SEATTLE — Unrelenting rain sent water rushing into streets, homes and businesses as forecasters warned of more wet weather ahead.

Rain overwhelmed storm drains, leaving standing water in streets and slowing the commute.

A crash in the Battery Street tunnel, one of dozens related to the weather Wednesday morning, closed down southbound lanes of Highway 99.

"It's been dry for so long and peoples' confidence builds up because they've been driving in the dry weather," said JD Elliott, a Seattle Police Traffic Officer. "We're in Seattle, so you have to get used to the rainy weather."

The rain -- some of the heaviest the region has seen in nearly a year -- has also triggered flood watches on some rivers in King and Pierce counties, and a flood advisory for most of Western Washington for urban and small stream flooding.  The Skokomish River is above flood stage.

"We have to go back to November 22, 2011 to find a day with this much rainfall at Sea-Tac Airport," said KIRO 7 meteorologist Sam Argier in a blog post.

Up to 3 inches of rain fell on the coast and west slopes of the Cascades while the interior lowlands of Western Washington got 1 to 2 inches. The mountains could get another 1 to 2 inches of rain Wednesday while the lowlands get one-half to more than another inch, the Weather Service said.

More than 3 inches of rain have fallen this week in Seattle. A record 1.36 inches fell Tuesday at Sea-Tac Airport, breaking the old mark for the date of .87 set in 1997.
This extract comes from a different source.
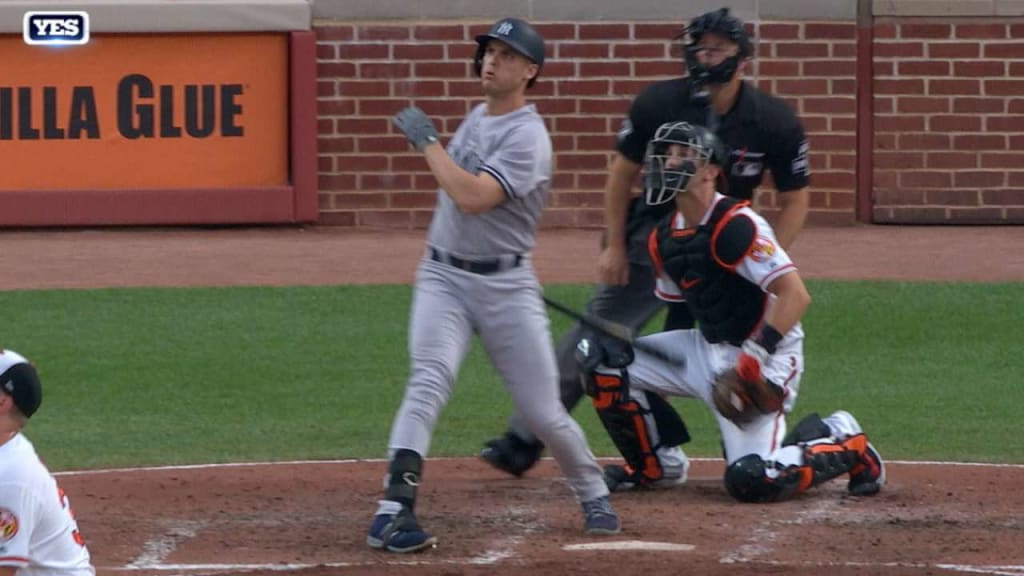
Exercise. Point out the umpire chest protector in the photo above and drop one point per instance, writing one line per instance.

A small mudslide covered railroad tracks three miles south of Mukilteo and delayed three Amtrak trains, but freight trains continued using a parallel set of tracks along Puget Sound, said Burlington Northern Santa Fe spokesman Gus Melonas.
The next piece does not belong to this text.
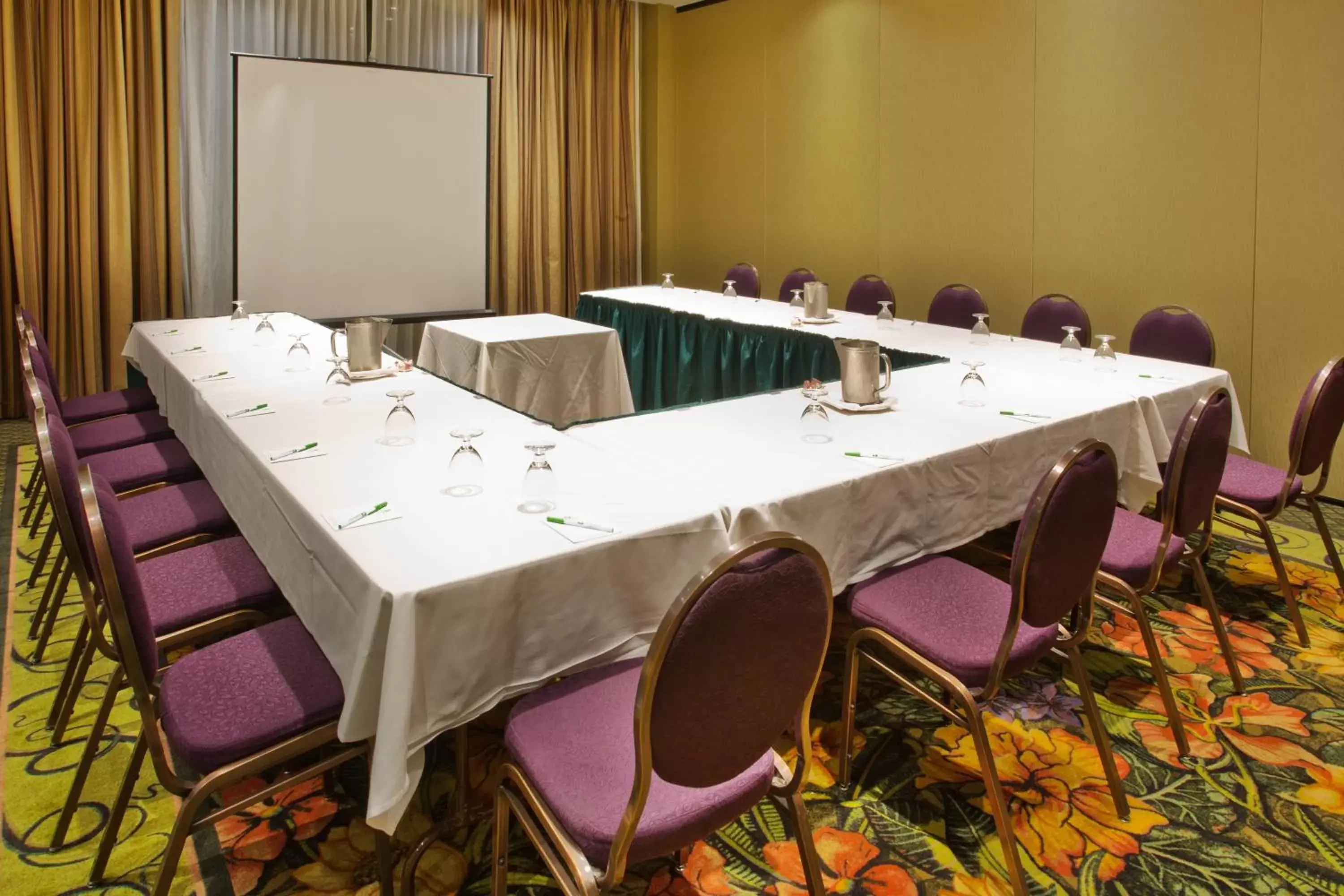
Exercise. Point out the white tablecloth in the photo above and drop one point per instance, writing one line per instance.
(433, 618)
(549, 367)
In Mukilteo, a generator pumping water out of a pond failed around 11 p.m. Tuesday.  The failure allowed water into several apartments and damaged thousands of dollars' worth of personal property at the Hamptons Apartments on Harbour Pointe Boulevard.
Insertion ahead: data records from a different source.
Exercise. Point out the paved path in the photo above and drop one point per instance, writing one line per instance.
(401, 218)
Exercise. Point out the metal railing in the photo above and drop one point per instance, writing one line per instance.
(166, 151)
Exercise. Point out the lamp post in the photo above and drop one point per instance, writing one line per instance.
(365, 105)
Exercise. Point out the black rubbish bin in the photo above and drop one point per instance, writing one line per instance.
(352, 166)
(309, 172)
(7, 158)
Firefighters at first said the pump may have run out of gas, but on closer inspection, it became clear that someone had cut the spark plug line on the generator. The maintenance manager said he thinks the generator was sabotaged by someone who was fed-up with the loud noise from the machine.

An armed security guard will be on duty Wednesday night to be sure a new generator keeps the pump running.